Ezel'in iki fenomeni: Ezel ve Ramiz Dayı

Ezel dizisinin fenomenleri Tuncel Kurtiz ve Kenan İmirzalioğlu'nun çarpıcı açıklamaları.

Tuncel Kurtiz, Ezel dizisinde racon kesen, şiirler okuyan, edebiyat parçalayan eski kabadayılardan 'Ramiz' rolünde. Yılların oyuncusu olduğu halde, bu rolle öyle büyük bir patlama yapmış ve popüler olmuş durumda ki, "Alışık değilim böyle şeylere" diyor.

-Ramiz Dayı olmaya nasıl karar verdiniz?
- Ben Ramiz Dayı olmaya falan karar vermedim! (gülüyor) Bir rol teklif ettiler; Monte Kristo hikâyesinden yola çıkarak 22 sene hapis yatmış bir adam. Baktım, okudum, hikâye gayet güzel. Ben de kendi bilgilerimi anlattım...

- Siz hiç hapis yatmış mıydınız ki?
- Ben yatmadım ama hapis yatan çok arkadaşım oldu. Yaşlı adamlarla tanıştım, içki sofralarında oturdum, o adamlarla beraber oldum, bunları da anlattım ekibe. Onlar da beni fazla yormayacaklarını söylediler, böylece Edremit'te yeni kurduğum güzelim evimden ayrılıp buraya geldim, bir otel odasına yerleştim karımla.

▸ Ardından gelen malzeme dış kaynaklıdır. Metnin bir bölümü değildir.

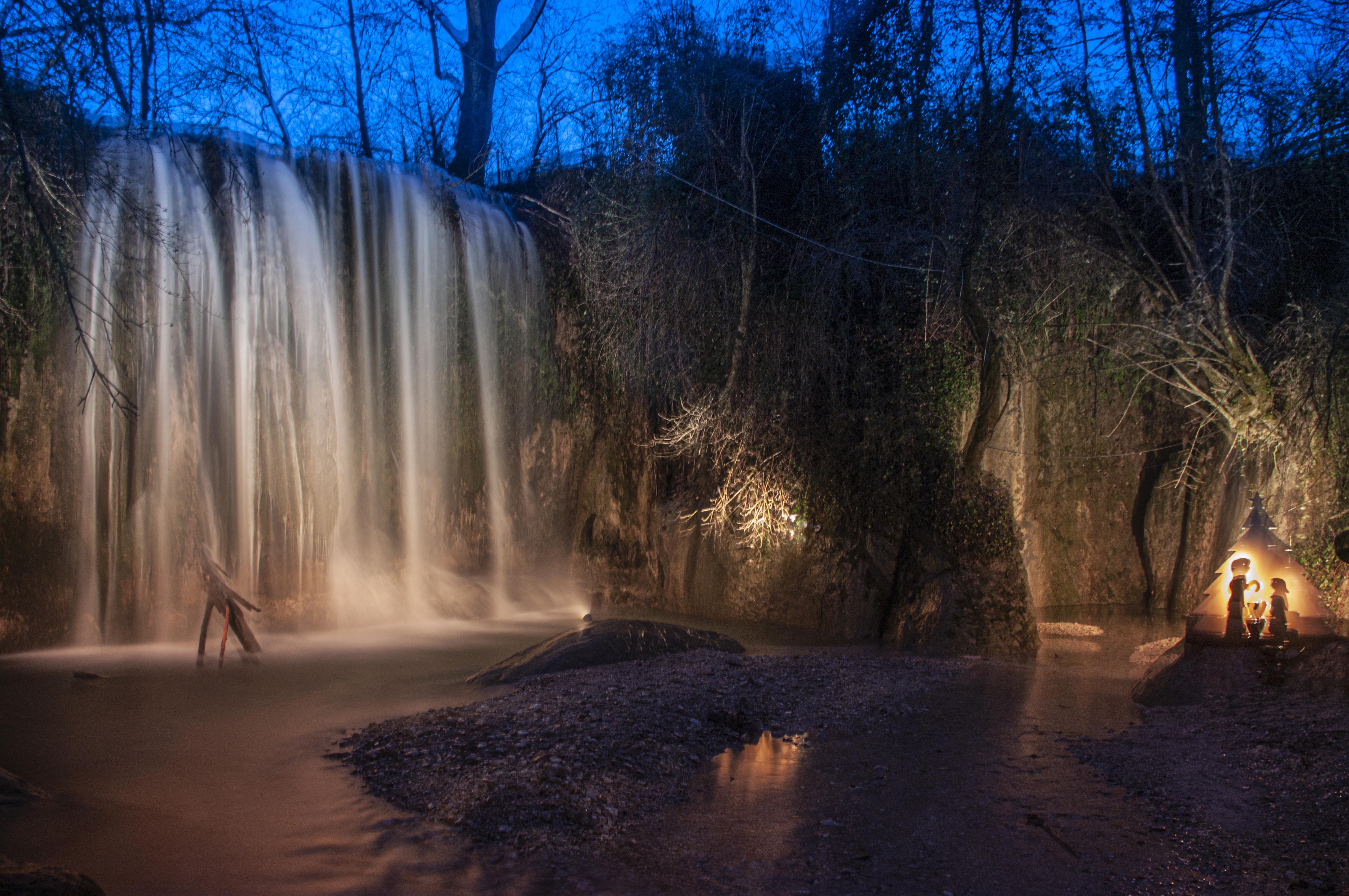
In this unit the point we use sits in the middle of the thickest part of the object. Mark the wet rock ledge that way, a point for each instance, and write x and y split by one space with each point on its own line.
577 756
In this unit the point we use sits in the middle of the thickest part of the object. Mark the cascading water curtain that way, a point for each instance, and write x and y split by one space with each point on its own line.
330 369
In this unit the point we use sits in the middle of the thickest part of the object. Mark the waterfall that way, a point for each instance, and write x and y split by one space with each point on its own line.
330 367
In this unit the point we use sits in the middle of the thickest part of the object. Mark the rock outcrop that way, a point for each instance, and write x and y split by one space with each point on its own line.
1190 674
15 791
603 644
26 879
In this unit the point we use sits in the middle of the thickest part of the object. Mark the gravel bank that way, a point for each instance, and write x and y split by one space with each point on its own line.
575 756
1252 791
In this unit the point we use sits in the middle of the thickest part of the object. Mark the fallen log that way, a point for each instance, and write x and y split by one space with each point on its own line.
224 598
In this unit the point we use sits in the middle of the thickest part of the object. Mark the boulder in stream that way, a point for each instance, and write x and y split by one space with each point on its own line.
15 791
26 879
602 644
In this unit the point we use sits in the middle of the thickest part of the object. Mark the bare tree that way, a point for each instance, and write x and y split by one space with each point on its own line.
482 61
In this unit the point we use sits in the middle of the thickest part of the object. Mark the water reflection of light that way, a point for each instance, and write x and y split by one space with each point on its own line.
759 768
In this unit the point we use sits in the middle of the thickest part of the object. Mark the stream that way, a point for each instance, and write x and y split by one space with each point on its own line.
169 779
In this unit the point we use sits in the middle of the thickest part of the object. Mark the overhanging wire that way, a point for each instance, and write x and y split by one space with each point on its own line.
806 239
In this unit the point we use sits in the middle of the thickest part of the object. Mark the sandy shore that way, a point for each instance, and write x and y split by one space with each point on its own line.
578 756
1252 793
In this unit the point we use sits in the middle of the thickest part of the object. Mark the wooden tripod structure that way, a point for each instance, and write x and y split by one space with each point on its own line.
223 597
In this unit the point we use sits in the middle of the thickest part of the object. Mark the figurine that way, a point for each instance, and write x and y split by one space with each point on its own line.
1279 611
1238 598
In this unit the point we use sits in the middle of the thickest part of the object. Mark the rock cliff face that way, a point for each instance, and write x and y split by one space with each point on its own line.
40 515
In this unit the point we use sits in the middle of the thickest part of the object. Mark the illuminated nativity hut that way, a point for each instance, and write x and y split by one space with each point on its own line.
1269 570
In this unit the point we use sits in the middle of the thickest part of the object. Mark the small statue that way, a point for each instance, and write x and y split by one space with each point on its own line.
1238 598
1279 611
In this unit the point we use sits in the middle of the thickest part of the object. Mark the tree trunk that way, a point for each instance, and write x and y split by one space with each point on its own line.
473 142
366 150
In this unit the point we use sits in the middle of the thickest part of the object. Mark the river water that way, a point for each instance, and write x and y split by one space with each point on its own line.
169 779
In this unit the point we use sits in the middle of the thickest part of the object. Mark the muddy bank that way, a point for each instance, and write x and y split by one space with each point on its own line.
578 756
1251 790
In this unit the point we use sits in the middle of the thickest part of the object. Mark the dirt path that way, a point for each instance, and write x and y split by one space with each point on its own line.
980 795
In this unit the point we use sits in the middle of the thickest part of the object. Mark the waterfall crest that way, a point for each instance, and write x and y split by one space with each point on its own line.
330 362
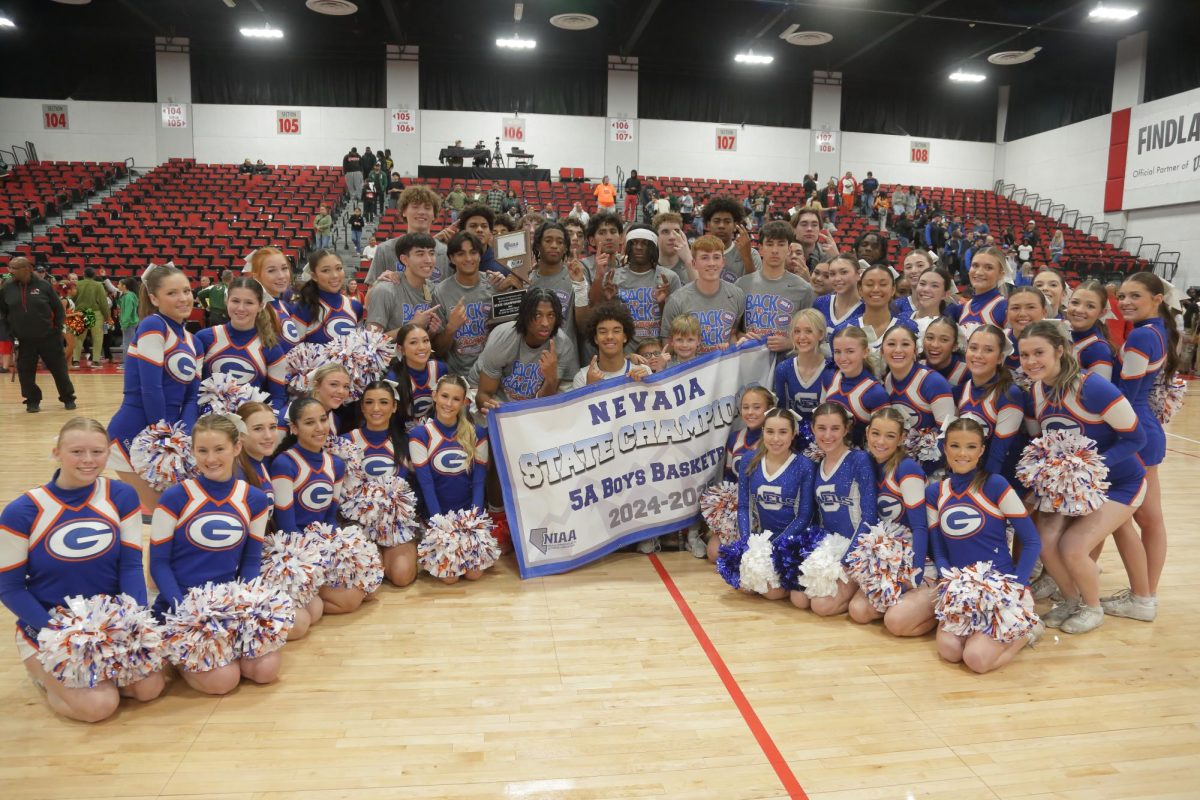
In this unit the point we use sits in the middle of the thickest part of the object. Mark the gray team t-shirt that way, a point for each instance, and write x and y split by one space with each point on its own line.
771 304
517 366
385 259
471 338
718 313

- Ramiz karakterinin bu kadar fenomen olması şaşırtıyor mu sizi? - Hayır! Fenomen olacağı, herkesin diline düşeceği aklıma bile gelmedi.

- Geçmişiniz, bunca yıllık emeğiniz, görmüş geçirmişliğiniz bir tarafa; şu anda Ramiz Dayı patlaması yaşanıyor. Ne düşünüyorsunuz?
- Korkuyorum!

- Neden? - Çünkü alışık olmadığım bir şey! Adorno'nun bir lafı vardır; 'yanlış hayat doğru yaşanmaz' der. Ben yüz binlere ya da milyonlara hitap eden bir adam olmayı hiç düşünmedim. Ben 'az olsun bizim olsun' diyen bir adamım.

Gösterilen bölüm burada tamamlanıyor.